They ~ the helping agencies and the school systems made sure to treat me like I was a nothing. The nuances of that are more significant in shaping a person’s life than anyone is speaking of. Which is why I’m speaking of it.
Single moms are targets.
We treat our most vulnerable citizens as if they are a dirty secret.
We tell them to their face that they have no value.
We, the people of these United States of America are just awful to those who need our kindness and respect more than anyone else.
Saying it out loud isn’t going to change it overnight. Entire paradigms will have to change.
We craft glowing websites and brag worthy posters. Our leaders of the agencies boast about the statistical data they collect. They get a photo shoot at a soup kitchen and those middle managers who are there to guide the financially fragile toward enlightenment ~ well, at least a rung or two up Maslow’s ladder at the very least.
That rarely happens. At least it did in the Northeast. I suspect it, like everything else, is vastly different in the South where I am currently parking my feet.
There are really good people who want to help others. I worked with some of the nicest people in my last job who genuinely cared about the world. I was told by management not to build friendships with them. (Red flag).

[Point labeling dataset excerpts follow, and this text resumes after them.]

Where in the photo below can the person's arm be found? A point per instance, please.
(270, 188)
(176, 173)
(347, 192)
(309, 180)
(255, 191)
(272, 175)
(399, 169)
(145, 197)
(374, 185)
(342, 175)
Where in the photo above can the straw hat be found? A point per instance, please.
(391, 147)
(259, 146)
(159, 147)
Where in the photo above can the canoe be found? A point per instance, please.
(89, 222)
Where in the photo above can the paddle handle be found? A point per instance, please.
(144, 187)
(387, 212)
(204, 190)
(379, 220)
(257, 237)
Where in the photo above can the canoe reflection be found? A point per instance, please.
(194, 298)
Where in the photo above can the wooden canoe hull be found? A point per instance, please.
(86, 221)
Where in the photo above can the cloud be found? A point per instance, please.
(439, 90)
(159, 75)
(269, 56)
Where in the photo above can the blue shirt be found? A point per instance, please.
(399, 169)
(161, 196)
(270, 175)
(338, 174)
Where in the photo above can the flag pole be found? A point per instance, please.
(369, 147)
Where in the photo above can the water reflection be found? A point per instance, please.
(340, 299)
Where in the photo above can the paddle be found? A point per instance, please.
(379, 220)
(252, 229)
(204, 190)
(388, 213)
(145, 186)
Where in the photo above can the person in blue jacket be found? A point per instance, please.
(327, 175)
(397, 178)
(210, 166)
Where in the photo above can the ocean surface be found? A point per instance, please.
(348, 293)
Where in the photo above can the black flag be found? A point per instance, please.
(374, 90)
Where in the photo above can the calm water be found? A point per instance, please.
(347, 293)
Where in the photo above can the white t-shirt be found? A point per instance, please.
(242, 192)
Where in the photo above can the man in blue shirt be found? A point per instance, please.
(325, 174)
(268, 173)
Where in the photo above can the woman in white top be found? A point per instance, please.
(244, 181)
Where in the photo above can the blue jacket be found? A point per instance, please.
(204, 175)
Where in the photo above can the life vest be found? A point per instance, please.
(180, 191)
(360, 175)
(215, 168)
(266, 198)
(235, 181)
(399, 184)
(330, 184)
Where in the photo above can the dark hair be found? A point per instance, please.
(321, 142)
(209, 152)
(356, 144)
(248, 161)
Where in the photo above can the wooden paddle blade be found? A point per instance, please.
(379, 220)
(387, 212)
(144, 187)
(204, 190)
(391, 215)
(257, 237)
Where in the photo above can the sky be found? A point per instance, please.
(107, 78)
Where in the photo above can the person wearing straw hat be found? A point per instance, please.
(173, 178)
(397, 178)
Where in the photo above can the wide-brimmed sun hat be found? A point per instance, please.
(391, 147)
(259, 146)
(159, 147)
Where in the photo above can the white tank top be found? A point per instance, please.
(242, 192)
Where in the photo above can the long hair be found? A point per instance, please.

There was a lot broken, but when people want to hold on to their very comfortable jobs, in spite of some of their actions, they will do anything to protect their own investments. Even if it means tossing someone else under the bus.
Shit girl, ~ I hate to tell you this but ~ all that devaluing that happened during my tenure as a solo parent ~ while also earning one stupid graduate degree after another. It didn’t hurt me. It built me.

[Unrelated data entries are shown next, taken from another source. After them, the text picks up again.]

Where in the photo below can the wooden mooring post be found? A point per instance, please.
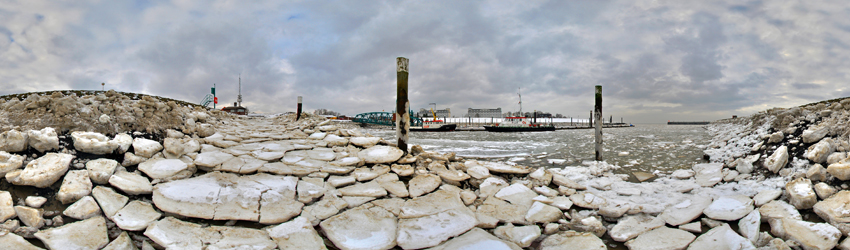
(298, 110)
(598, 109)
(402, 104)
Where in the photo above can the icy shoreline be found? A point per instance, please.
(313, 184)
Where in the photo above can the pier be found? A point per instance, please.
(688, 123)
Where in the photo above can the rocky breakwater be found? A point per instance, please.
(105, 112)
(267, 183)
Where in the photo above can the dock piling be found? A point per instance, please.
(402, 104)
(298, 110)
(598, 110)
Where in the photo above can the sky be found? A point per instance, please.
(656, 60)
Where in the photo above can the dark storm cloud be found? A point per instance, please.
(805, 86)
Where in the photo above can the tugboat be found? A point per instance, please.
(519, 124)
(434, 127)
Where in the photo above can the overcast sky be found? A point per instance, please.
(656, 60)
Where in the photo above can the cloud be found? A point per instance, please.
(656, 60)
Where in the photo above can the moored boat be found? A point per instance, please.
(519, 124)
(434, 128)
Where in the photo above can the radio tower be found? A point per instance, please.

It turned me into a titan of collecting data, noticing the systems and most of all, building up grit that no gentrified researcher could possibly acquire from sending out Survey Monkey surveys to ten thousand people.

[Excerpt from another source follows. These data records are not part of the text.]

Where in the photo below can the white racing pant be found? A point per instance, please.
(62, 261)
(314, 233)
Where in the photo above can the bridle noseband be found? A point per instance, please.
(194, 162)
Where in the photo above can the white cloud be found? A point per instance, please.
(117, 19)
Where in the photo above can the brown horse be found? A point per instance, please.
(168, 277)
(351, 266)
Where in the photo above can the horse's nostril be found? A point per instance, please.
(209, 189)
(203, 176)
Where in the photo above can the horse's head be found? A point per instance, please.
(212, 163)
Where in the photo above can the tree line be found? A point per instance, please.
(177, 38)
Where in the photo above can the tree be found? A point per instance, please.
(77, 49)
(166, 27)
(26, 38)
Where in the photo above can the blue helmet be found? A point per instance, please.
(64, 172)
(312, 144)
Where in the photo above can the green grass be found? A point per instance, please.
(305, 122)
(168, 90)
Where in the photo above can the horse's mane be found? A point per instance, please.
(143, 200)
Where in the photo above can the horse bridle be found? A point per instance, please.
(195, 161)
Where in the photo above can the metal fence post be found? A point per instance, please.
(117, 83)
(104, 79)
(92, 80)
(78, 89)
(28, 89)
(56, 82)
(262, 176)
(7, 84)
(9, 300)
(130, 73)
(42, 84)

Do you want to know how to fix the world? Let the world go ~ let it do what it’ll do ~ don’t cling to wanting to change it. Instead, it will end up changing you.
Researchers ~ Move into the world. Get in there. Don’t give yourself an easy out by spending one lunch time, then going home to your easy life. Go live there. For a while. Spend time on the ground, learning first hand what it FEELS like to be quickly dismissed by people who deem you unworthy of respect or dignity.
Life is hard on people ~ telling them to think happy thoughts … it’s not enough. Telling them to build up their grit while you have not walked in their shoes ~ it’s not enough.
Helping professionals are supposed to help ~ not judge. We spend SO much time judging each other ~ we sometimes forget why we are here. Be here. Where our feet are.
God forbid if those professionals start talking among each other. Instead of being defensive about their own studies.
Combine your helping like a happy meal ~ include a toy ~ but make it intellectually practical the way The Holistic Psychologist has.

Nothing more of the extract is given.